Example 1: Tipperary v Waterford. People hate this pairing. They don’t know why. The main reason is there’s too much blue. Blue is a boring colour. It evokes a feeling of coldness. Why do Cavan never excite? Why do Laois never excite? Blue and white. Blue and white is shite. Blue and white is Rangers and Chelsea and Cardiff City. Blue is Tory and Fine Gael.
Example 2: Why do Cork excite? Why do Down excite? Red. Red is power and red is sexy and red is passionate and swaggery. Red is Liverpool and Manchester United and Arsenal and Bayern Munich and the San Francisco 49ers and Tiger Woods and Welsh rugby Grand Slams. Red is a colour to be worn in sunshine. Red is Che Guevara and socialist chic. It’s cool.
Example 3: Why do people hate Portlaoise stadium and why does this stadium never draw a good crowd? Because it looks shit. It has absolutely nothing interesting about it. It doesn’t have an interesting camera angle. It doesn’t have interesting surrounds. The view of the surrounds over the back of the end terraces is…nothing. The town is nothing. It evokes a feeling of coldness.
Example 4: Cult heroes. Cult heroes are cult heroes because of the way the look and the way they move. They move people and drive to them distraction with excitement. The aesthetics of Conor McHugh holding the hurley like a wooden spoon in a wooden spoon race and bullocking forward away from the giants of Limerick hurling, this was a shambolic David putting it up to Goliath. Strength through being shambolic. Hedgo in on the edge of the square bullocking around, throwing his weight around like an angry elephant, the aesthetics of this were potent. The aesthetics of this inspired the Dublin team and the Dublin support and undermined Limerick. What happened was in some ways inevitable.
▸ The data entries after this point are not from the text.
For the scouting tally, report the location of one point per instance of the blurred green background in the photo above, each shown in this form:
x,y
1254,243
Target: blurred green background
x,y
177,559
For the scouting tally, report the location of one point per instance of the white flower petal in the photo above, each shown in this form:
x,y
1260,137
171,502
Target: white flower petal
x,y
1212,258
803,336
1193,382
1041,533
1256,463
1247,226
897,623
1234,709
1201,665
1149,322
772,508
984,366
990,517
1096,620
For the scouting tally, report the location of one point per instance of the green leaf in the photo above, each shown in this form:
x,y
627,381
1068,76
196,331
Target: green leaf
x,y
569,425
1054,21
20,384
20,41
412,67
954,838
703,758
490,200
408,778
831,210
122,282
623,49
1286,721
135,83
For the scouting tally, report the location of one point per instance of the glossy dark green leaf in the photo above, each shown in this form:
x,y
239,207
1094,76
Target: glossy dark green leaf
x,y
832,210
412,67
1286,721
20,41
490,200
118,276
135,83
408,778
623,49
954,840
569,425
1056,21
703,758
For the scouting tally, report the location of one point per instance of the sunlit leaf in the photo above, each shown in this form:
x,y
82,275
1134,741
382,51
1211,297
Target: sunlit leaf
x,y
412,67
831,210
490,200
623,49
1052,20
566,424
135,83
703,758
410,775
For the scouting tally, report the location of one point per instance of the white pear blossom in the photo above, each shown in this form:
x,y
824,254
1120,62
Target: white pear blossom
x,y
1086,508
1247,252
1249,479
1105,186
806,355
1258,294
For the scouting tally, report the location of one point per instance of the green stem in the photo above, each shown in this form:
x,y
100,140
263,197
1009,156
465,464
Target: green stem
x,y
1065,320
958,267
Limerick had been totally undermined throughout the pitch by the visual toll of these two Bash Street Kids style Dublin players standing the fuck up them in schoolyard fashion.
Example 5: PJ O’Connell. Clare could not have won the 1995 All-Ireland without this fella, because he put his shoulders back, bounced off his tippytoes, swung his hips and all but did that stereotype Madchester thing with the up and down arms like Ian Brown. He looked like a corner boy in a Clare village waiting for a lift to emigrate to London in 1985. It was 1995.
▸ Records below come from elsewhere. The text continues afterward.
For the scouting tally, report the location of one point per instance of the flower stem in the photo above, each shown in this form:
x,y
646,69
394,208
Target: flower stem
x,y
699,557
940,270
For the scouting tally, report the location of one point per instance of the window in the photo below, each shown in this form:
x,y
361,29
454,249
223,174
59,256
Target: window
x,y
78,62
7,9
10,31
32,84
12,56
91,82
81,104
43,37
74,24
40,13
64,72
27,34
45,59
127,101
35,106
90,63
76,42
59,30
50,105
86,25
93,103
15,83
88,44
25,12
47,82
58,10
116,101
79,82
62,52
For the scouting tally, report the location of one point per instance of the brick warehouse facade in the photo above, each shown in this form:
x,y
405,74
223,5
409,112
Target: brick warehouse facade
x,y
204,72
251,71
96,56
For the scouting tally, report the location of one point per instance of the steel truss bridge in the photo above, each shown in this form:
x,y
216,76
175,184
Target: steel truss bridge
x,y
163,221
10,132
Example 6: Why does the new Croke Park not excite like the old one did? Lack of natural sunlight coming in. No Toyota clock. No view of the mountains. No Nally Stand. No morning sunlight coming in through the pillars of the old Cusack Stand. Perspex fencing. The lack of “familiar” advertising hoardings. No Go Esso Buy Esso. No Tayto Man. No Aer Lingus. No Go Greyhoud Racing. The view of Howth being obscured. Blue seats. The Railway end being a physically separate structure to the rest of the stadium. No hill on the Hill any more. No “square” on Jones’s Road outside the Hogan Stand. The Stasi box in the Nally corner. The finger. The screen over the Stasi box. The commentary position being too high and too central. No Gasometer in the background. No flags. No banners. No air horns. No terracing behind the Canal goal. No sloping roofs. Metal goalposts rather than wooden ones. No Crow’s Nest with the TV box visible to the entire stadium. No electronic scoreboard under the Nally with writing moving across it from right to left. No gigantic crane overlooking Hill 16 broadcasting television pictures. No ramshackle scoreboard box on the Canal End with some fella inside manually changing the numbers.
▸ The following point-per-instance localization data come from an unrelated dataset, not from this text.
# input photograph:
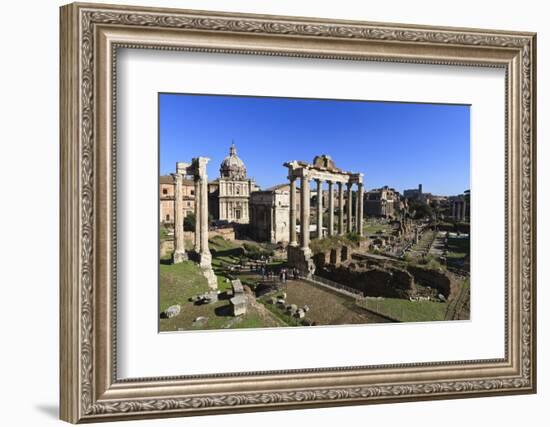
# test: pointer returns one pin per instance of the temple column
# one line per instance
(304, 212)
(330, 209)
(360, 208)
(350, 207)
(206, 256)
(197, 217)
(319, 209)
(293, 241)
(340, 208)
(179, 254)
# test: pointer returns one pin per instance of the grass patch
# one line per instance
(178, 282)
(334, 242)
(376, 227)
(458, 247)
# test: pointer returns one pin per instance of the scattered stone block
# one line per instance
(237, 286)
(172, 311)
(239, 303)
(200, 321)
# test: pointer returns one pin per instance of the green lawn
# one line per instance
(458, 247)
(408, 311)
(179, 282)
(374, 227)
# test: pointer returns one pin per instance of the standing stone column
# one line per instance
(319, 209)
(360, 208)
(350, 207)
(206, 256)
(293, 241)
(330, 209)
(340, 208)
(453, 210)
(197, 217)
(179, 254)
(304, 212)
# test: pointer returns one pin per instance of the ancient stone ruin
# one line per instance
(321, 170)
(201, 253)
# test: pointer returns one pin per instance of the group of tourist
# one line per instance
(284, 273)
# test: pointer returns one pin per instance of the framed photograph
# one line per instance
(266, 212)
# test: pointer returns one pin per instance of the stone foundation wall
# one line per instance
(433, 278)
(373, 281)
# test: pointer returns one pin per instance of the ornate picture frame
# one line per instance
(90, 37)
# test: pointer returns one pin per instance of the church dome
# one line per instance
(232, 166)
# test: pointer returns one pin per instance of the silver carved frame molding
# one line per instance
(90, 36)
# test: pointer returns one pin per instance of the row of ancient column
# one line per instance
(305, 197)
(201, 215)
(458, 209)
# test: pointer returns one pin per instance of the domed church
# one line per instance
(230, 193)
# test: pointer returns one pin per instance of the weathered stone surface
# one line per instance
(172, 311)
(239, 304)
(210, 276)
(200, 321)
(237, 286)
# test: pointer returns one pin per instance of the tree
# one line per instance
(189, 222)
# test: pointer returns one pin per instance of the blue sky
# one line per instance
(395, 144)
7: Boots. Tony Kelly excites not just because he’s a visual delight with feet like Nuryev and hands like Hendrix and hips like Shakira, but because he wears black Adidas Copa Mundial mouldies, evoking a lineage to decades of Kerry footballers and West German and French and Argentinean footballers and their sleek, sublime technical skill. Part of the swagger and cool and rebelliousness of Down 1991 was that they were the first team to arrive in Croke Park all wearing Puma Kings. The only sour note of Tyrone’s 2005 All-Ireland was that for the for the final, they mostly switched away from Predator Pulses to Nike boots. Nike boots were not meant for the GAA. Except for Gerry McInerney. Gerry McInerney wore white Nike boots when it was different. Now it’s a sign of a dullard.